Ketiga, masih terdapatnya persaingan antar pemerintah daerah. Persaingan ini timbul dari persaingan pajak (tax competition) antardaerah sebagai sumber PAD masing-masing. Pemotongan pajak lokal secara sepihak oleh satu daerah guna menarik investor akan diikuti oleh daerah lain agar tidak kehilangan investornya masing-masing. Perang tarif pajak inilah yakni menyebabkan PAD lebih kecil dari yang seharusnya. Hal ini sejatinya merupakan hal yang lumrah dan memaksa pemerintah untuk melakukan perubahan demi menghadapi tantangan global yang lebih kompleks. Untuk itu, pemerintah pusat dalam hal ini perlu menetapkan kebijakan standar tarif pajak yang layak agar penurunan tarif pajak tidak berada di bawah batas yang telah ditentukan, juga mengajak pemerintah daerah untuk ikut bersama melakukan reformasi perubahan.

Keempat, kenaikan DAU dipersepsikan sebagai kenaikan tanggung jawab yang dibebankan pemerintah pusat kepada pemerintah daerah. Oleh karena itu, penyesuaian belanja pemerintah daerah akan lebih tinggi daripada kenaikan DAU itu sendiri. Jika kita melihat realisasi belanja pemerintah daerah, kualitas belanja daerah masih kurang bagus. Rata-rata 45 persen anggarannya habis untuk membayar pegawai. Bahkan ada yang lebih dari itu. Sehingga untuk setiap kebutuhan pembangunan penting lainnya pemerintah daerah menggantungkan pembiayaan APBD pada transfer dari pusat. Solusi yang mungkin dapat mengatasi hal ini adalah dengan menetapkan batas atas belanja pegawai dan batas minimum belanja modal.

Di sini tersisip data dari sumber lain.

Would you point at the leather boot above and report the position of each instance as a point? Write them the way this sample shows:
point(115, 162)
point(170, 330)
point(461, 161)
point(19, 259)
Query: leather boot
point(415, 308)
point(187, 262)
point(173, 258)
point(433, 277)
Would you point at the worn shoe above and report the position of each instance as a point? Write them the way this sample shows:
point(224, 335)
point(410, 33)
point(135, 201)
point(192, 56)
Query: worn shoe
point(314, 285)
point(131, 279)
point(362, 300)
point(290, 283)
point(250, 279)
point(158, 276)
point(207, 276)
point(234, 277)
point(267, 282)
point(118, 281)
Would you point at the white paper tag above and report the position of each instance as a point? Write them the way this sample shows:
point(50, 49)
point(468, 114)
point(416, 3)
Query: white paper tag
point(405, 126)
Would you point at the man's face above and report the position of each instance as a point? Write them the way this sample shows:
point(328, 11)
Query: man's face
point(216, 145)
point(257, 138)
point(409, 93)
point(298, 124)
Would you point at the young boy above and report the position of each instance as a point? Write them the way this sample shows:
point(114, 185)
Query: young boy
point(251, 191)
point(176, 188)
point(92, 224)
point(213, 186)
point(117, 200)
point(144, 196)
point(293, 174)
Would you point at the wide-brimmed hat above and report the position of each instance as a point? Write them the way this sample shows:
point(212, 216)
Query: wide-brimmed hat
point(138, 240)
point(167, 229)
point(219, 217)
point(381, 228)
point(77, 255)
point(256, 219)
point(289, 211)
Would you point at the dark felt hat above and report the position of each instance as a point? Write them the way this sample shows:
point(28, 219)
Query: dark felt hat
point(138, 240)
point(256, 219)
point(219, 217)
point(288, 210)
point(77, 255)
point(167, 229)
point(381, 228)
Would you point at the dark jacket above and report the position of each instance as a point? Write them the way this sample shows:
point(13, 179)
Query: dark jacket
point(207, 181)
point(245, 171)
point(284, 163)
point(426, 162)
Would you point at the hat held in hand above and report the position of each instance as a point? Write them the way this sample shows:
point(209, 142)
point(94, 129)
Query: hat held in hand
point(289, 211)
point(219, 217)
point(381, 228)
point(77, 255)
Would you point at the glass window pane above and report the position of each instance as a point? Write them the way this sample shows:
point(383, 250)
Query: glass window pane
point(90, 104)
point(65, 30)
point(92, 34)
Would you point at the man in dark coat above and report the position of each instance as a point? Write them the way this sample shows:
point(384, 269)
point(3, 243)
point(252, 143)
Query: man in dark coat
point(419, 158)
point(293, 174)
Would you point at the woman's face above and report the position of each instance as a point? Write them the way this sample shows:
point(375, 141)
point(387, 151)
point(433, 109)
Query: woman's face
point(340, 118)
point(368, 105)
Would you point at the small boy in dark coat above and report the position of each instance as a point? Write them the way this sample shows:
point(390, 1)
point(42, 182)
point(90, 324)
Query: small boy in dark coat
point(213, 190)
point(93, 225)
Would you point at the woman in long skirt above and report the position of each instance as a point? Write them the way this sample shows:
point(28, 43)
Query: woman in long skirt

Dalam konteks desentralisasi fiskal, Indonesia tengah menggunakan pola hubungan fiskal antarpemerintahan (fiscal intergovernmental relationship) dengan model Keuangan Federal (Federal Finance), dimana batas-batas resmi, penyerahan fungsi, wewenang, serta pembiayaannya sudah diatur melalui sebuah undang-undang. Model ini sudah sangat cocok mengingat Indonesia memiliki banyak keragaman dalam aspek demografis dan etnis. Undang-undang yang mengatur otonomi daerah dan desentralisasi fiskal ini diharapkan kedepannya dapat mengakomodir setiap kebutuhan baik di tingkat Pemerintah Pusat maupun Pemerintah Daerah dan mewujudkan kemandirian fiskal seperti yang diharapkan dari implementasi desentralisasi fiskal ini.